Solved Examples (5 BCS-style MCQ)
Q1. He is senior ___ me by five years.
- (a) than (b) to (c) from (d) of
- Answer: (b) to
- Explanation: Senior/junior/superior/inferior always take "to", never "than". This is a Latin-origin comparative that does not follow the regular "than" pattern.
Q2. She has been living in Dhaka ___ 2015.
- (a) for (b) from (c) since (d) by
- Answer: (c) since
- Explanation: 2015 is a specific point in time, so we use "since". If it were "10 years" (a period), we would use "for". The present perfect continuous tense confirms this.
Q3. The old man died ___ cancer.
- (a) from (b) by (c) of (d) with
- Answer: (c) of
- Explanation: "Die of" is used for diseases (cancer, cholera, fever). "Die from" is used for wounds or external injuries.
Q4. I cannot agree ___ your proposal.
- (a) with (b) to (c) on (d) for
- Answer: (b) to
- Explanation: "Agree with" is used for a person. "Agree to" is used for a proposal, plan, or suggestion.
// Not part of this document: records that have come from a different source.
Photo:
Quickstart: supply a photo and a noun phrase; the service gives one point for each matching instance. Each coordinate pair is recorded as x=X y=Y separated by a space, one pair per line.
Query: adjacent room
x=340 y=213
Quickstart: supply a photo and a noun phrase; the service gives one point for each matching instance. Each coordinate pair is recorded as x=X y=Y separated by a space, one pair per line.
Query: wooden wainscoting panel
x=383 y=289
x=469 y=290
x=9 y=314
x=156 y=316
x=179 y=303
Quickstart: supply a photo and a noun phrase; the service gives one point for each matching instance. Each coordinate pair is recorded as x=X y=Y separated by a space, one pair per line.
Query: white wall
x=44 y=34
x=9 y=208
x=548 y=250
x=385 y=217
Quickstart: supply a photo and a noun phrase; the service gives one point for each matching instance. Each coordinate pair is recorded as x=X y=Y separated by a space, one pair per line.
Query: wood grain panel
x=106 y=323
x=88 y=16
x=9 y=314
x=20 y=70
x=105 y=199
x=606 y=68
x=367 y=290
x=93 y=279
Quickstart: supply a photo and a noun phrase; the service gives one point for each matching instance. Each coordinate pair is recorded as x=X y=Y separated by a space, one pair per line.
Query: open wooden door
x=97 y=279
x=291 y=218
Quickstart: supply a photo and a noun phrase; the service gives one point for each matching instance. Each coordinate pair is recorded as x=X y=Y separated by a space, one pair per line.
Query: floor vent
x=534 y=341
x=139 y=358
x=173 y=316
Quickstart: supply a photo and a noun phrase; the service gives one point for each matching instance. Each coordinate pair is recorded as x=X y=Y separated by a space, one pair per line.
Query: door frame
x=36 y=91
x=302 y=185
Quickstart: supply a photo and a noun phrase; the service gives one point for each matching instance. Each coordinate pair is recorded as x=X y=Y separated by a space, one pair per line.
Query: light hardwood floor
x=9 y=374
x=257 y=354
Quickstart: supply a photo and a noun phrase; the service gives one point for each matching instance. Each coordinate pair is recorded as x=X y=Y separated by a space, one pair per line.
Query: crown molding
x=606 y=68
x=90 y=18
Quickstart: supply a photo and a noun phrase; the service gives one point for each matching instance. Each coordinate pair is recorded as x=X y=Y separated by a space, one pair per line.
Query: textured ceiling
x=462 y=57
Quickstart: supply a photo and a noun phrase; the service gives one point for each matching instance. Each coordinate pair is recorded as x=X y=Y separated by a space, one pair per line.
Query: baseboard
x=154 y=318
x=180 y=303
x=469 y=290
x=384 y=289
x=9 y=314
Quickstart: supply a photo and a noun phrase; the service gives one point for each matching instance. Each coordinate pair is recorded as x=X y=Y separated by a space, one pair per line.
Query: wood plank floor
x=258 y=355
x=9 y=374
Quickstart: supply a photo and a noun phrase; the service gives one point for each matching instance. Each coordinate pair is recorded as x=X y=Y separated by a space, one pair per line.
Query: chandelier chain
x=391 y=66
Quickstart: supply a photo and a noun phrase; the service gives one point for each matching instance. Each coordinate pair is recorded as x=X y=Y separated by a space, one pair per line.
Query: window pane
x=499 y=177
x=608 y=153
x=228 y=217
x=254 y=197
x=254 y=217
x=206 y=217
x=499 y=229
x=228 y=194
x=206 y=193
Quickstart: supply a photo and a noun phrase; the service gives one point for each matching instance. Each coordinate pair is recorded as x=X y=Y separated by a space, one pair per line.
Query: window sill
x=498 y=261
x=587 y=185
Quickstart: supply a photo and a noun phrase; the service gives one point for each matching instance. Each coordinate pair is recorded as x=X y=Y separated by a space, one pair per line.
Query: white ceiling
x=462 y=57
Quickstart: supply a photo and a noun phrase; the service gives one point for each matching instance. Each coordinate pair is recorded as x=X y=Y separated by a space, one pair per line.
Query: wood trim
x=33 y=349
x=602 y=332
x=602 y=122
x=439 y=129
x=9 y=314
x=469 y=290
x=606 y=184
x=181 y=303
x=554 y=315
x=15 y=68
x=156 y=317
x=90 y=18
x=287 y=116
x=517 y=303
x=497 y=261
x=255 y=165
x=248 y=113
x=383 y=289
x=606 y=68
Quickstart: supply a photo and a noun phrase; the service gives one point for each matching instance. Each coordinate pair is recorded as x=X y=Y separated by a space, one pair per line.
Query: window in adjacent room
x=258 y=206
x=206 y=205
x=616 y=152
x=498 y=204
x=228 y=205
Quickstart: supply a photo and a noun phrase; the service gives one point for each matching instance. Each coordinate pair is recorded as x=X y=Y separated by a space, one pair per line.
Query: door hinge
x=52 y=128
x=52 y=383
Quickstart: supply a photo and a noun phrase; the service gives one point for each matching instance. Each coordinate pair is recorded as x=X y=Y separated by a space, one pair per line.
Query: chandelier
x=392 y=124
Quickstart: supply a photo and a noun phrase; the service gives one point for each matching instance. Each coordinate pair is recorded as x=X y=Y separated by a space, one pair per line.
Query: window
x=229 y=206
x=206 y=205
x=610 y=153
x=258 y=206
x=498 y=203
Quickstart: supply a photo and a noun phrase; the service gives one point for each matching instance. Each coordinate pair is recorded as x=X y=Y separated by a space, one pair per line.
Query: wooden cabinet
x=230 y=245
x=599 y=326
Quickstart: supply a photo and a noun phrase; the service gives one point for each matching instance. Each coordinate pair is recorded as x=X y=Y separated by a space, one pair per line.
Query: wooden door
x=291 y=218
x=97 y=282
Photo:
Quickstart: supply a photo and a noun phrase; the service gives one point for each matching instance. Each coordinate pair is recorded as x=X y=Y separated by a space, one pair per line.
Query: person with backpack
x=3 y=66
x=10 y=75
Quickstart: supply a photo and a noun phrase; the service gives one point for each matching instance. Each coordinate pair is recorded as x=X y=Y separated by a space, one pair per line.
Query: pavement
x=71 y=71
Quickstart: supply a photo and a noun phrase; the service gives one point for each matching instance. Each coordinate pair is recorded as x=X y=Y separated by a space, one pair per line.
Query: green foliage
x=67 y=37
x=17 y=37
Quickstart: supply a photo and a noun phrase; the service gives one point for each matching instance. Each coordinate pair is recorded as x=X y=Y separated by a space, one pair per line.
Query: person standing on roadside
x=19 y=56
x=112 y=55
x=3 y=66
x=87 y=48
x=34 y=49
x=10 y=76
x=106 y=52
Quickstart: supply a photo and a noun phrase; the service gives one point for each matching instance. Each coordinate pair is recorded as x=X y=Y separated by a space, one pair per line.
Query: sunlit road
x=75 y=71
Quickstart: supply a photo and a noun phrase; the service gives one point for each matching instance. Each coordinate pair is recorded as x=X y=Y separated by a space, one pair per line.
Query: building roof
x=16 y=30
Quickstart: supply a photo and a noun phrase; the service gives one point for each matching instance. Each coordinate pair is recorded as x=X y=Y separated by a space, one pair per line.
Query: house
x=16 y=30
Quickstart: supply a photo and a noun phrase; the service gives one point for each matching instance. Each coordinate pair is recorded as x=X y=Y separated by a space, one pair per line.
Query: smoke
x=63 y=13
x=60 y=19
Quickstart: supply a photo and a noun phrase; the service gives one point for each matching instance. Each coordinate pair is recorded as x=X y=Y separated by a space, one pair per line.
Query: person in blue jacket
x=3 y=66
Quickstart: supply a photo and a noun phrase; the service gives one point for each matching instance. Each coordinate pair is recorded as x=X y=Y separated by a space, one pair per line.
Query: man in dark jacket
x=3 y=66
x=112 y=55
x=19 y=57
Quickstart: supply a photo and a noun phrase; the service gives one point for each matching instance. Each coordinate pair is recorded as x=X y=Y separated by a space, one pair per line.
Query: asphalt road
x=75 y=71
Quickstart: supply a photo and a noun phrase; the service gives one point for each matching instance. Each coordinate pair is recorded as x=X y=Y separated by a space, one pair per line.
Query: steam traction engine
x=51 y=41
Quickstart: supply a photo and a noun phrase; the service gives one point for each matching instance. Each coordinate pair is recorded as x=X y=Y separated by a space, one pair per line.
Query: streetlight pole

Here, "proposal" is the object, so "to" is correct.
Q5. His answer is different ___ mine.
- (a) than (b) to (c) with (d) from
- Answer: (d) from
- Explanation: In standard/formal English (and BCS), "different" is always followed by "from", not "than" or "to".
Common Mistakes — Watch Out!
- "Senior than" is ALWAYS wrong. This is the single most repeated preposition error in BCS. Senior, junior, prefer, prior, superior, inferior — all take "to".
- "Married with" is wrong. The correct form is "married to". "She is married to a doctor."
- Confusing "since" and "for": Since Monday (point) vs For three days (period). If you see a number + time unit, it is "for".
- "Consist of" has no passive. You cannot say "is consisted of" — it is always "consists of" (active voice only).
- "Different than": While acceptable in American informal speech, BCS always marks "different from" as correct.
Question Pattern Recognition
Pattern 1 — "Fill in the blank with the correct preposition":
Look at the word BEFORE the blank. If it is senior/junior/prefer/superior/inferior → answer is "to".
Pattern 2 — "Identify the error":
Scan for "than" after senior/junior/prefer/prior. Scan for "different than", "married with", "return back to".
Pattern 3 — "Since vs For":
Check the object after the blank. Specific time (1990, Monday, morning) → since. Duration (5 years, 3 hours) → for.
Pattern 4 — "Die of vs Die from":
Check what caused the death. If it is a disease name → of. If it is a wound or accident → from.
Pattern 5 — "Between vs Among":
Count the entities. Two = between. More than two = among. BCS loves this in sentence correction questions.